First of all, Magufuli’s administration had declared that the country was coronavirus-free. This came after government insisted normal public life would have to go on in spite of suspected increase in cases leading up to the end of last year. Schools remained opened as did churches, the establishments Magufuli credited with the “success” of Tanzania’s fight.

“The corona disease has been eliminated thanks to God,” Magufuli once stated in a speech, apparently because of the prayers of Tanzanians. The spiritual inclination was not a joke as the government warned the American Embassy in Dar-es-Salaam to stay out of Tanzania’s internal affairs after the American envoy issued a statement in May 2020 claiming that hospitals in the commercial capital were on the verge of collapse due to admitting coronavirus-infected patients.

The US Embassy alleged that coronavirus cases were seriously and intentionally underreported. All that while, Magufuli had been imploring his compatriots to pray and nothing more. Any pressure that came from elements outside Tanzania was deemed adversarial to his government.

Magufuli did not only allege foreign conspiracies to undermine his government but also moved to crush faith in Tanzania’s scientific research community. He once stated that “probably, the technicians are also bought to mislead” on infection and mortality rates in the country. The head of the national research unit in charge of understanding Tanzania’s case count and kinds of infection was sacked after his outfit was accused of finding coronavirus in goats and pawpaw.

The government then launched an investigation into “criminal possibility at the national laboratory”. While most African countries placed restrictions on public life, Tanzania did not. Apart from full churches and mosques, stadia were also loaded with soccer fans and continue to be.
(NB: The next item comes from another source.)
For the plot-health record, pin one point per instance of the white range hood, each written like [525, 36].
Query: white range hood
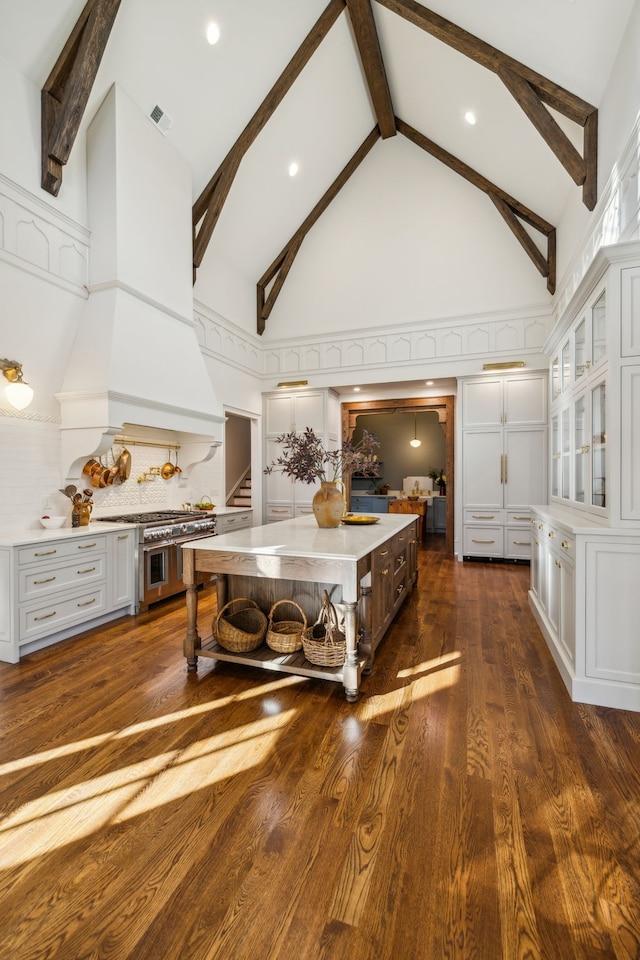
[136, 358]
Now, the government is no more sticking to its narrative that COVID-19 has been defeated through prayers. Rather, government authorities are belittling infection rates and advocating alternative remedies including “steam inhalation, and eating fruits and vegetables”, according to Suleiman Jafo, the country’s Minister of Local Governments.

Jafo’s advocacy has actually been sanctioned by Health Minister Dorothy Gwajim, a physician. Gwajim preaches at pressers and on media channels that a concoction involving ginger, lemon, onions and pepper would prevent coronavirus infections.
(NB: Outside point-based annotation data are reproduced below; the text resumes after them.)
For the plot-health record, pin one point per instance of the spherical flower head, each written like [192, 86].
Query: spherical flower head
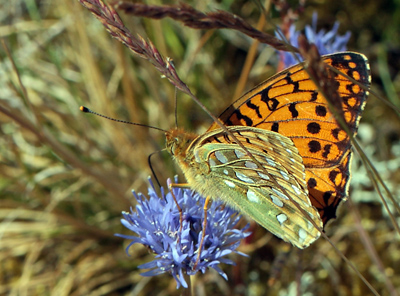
[156, 221]
[326, 42]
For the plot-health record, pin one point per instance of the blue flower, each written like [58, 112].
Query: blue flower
[156, 222]
[326, 42]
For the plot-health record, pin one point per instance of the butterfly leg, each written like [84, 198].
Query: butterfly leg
[180, 185]
[205, 208]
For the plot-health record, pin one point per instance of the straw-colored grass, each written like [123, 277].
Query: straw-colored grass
[66, 176]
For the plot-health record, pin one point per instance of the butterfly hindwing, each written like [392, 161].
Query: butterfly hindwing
[259, 192]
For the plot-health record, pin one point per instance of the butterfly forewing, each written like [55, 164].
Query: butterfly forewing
[269, 188]
[289, 103]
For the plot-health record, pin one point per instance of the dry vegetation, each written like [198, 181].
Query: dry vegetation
[66, 176]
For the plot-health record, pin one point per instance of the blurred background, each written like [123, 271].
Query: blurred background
[66, 176]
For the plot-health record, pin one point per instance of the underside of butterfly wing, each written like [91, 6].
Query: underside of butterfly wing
[268, 186]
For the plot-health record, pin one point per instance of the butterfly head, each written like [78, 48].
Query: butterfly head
[178, 140]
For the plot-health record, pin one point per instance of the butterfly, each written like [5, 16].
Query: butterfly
[285, 161]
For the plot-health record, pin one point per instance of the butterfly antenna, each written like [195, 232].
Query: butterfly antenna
[87, 110]
[176, 108]
[151, 166]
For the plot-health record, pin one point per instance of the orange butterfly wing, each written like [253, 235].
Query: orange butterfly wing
[289, 103]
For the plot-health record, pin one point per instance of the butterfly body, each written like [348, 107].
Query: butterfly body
[294, 169]
[215, 165]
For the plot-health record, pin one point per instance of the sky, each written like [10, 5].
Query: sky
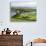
[31, 30]
[23, 4]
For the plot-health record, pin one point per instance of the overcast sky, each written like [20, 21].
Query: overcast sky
[30, 30]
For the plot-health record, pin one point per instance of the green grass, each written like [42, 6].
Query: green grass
[24, 17]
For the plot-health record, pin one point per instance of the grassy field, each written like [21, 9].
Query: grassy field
[24, 17]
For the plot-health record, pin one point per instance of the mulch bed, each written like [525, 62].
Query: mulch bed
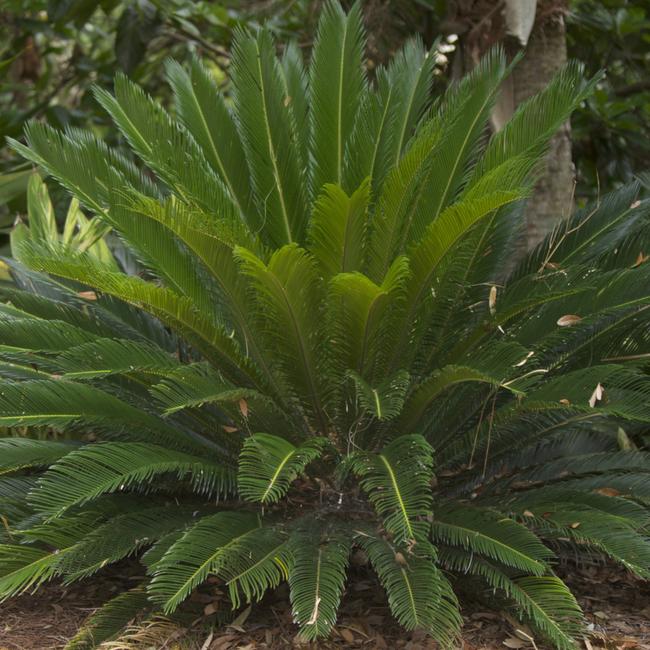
[616, 605]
She maintains that her country has “its own procedure on how to receive any medicines and we do so after we have satisfied ourselves with the product”. For now, Tanzania is rejecting any and all vaccines approved for usage by either the World Health Organization (WHO) or developed countries.

Intriguingly, some government communications give away the impression that authorities are aware of a dire situation. For instance, Magufuli recently accused travelers to Tanzania of “importing a new weird corona”. But there is also a difficulty for a government pursuing propaganda while aiming to force public compliance with preventive measures.

An official of the Health Ministry publicly advised Tanzanians to wear face masks “not because of corona, like some people think, but it’s to prevent respiratory diseases”. The prevention of “respiratory diseases” is the message the Health Ministry is partially running with these days.

While other African countries are working assiduously to procure vaccines while strategically managing infections inland, Tanzania will undoubtedly be behind the curve when the world hopefully nears the light at the end of the tunnel. But obviously, it is within the capacity of a scientist-president to change the impending narrative.

Nii Ntreh

Nii writes on African culture, politics and the global Black experience.